Imagen cortesía de techaeris.com
Investigadores de seguridad informática pertenecientes a la compañía de Cado Security detectaron un virus de minería de criptomonedas que logró robar credenciales de los servicios Web de Amazon. Posteriormente utilizó recursos de la empresa para minar Monero (XMR) en beneficio de los atacantes.
Cado Security califica el ataque como “relativamente poco sofisticado”. Los responsables del cibercrimen, que operan bajo el nombre TeamTNT, minaron cerca de 3 XMR. Al momento de redacción de este artículo, cada XMR vale USD 91,5, lo que arroja un botín total de casi 300 dólares.
El informe indica que los hackers reciclaron el código de otro virus, Kinsing, que fue diseñado para atacar la nube de la compañía Alibaba. Así lograron comprometer 119 sistemas de Amazon para lograr su cometido.
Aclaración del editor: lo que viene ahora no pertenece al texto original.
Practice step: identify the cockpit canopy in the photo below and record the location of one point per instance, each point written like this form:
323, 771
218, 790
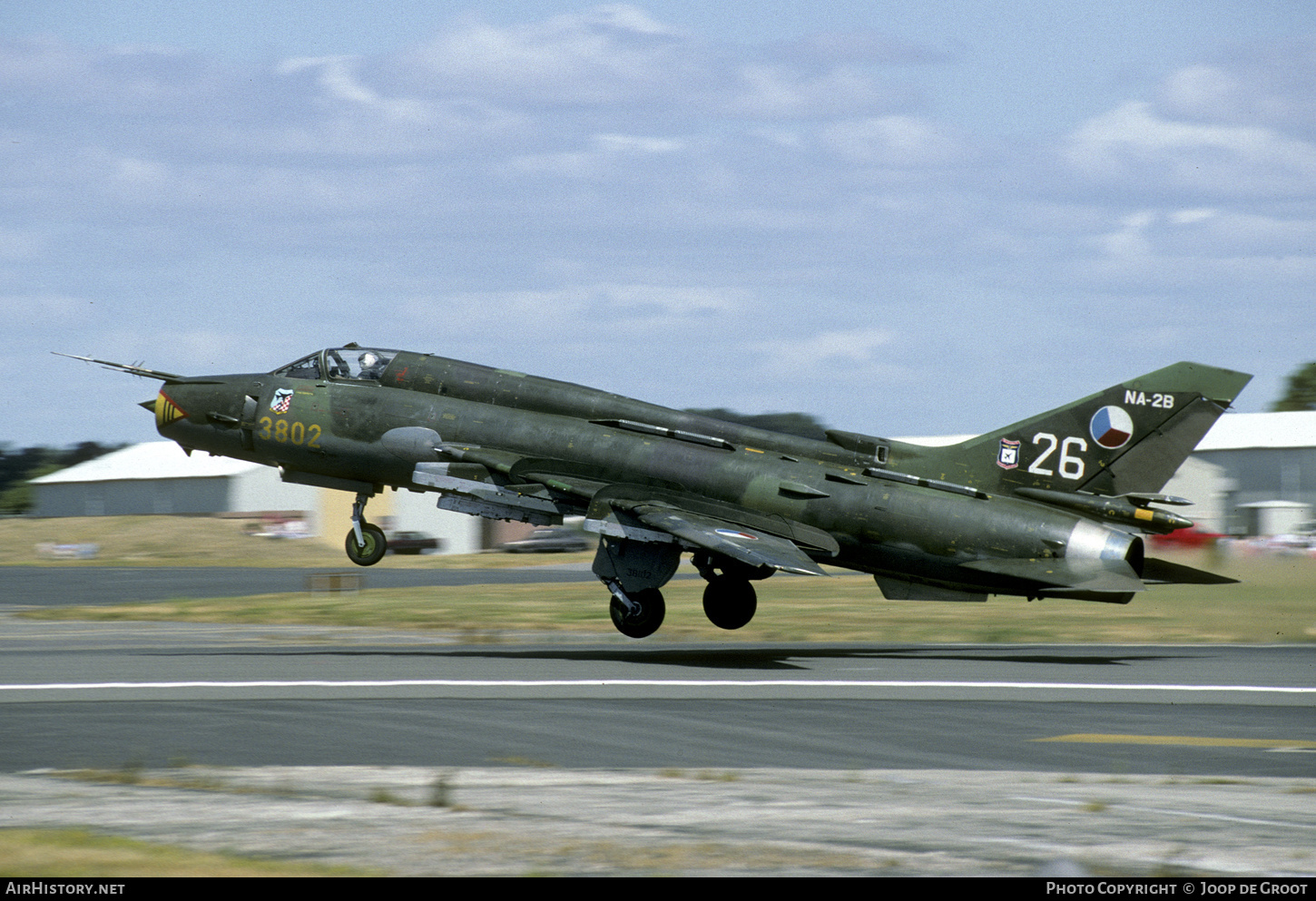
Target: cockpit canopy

En este caso, los atacantes utilizaron la herramienta de minería XMRig, que data de 2017, y el pool MoneroOcean.
Cado Security brindó recomendaciones a Amazon, entre ellas se encuentra identificar en qué sistemas se almacenan archivos de credenciales y eliminarlos si no son necesarios, junto con utilizar cortafuegos para limitar cualquier acceso a las API de Docker (proyecto de código abierto que automatiza el despliegue de aplicaciones dentro de contenedores de software).
Finalmente, también se recomendó revisar el tráfico de la red en busca de conexiones a grupos de minería, mencionando que sería beneficioso revisar toda conexión que envíe el archivo de credenciales de los servicios web de Amazon a través del protocolo HTTP.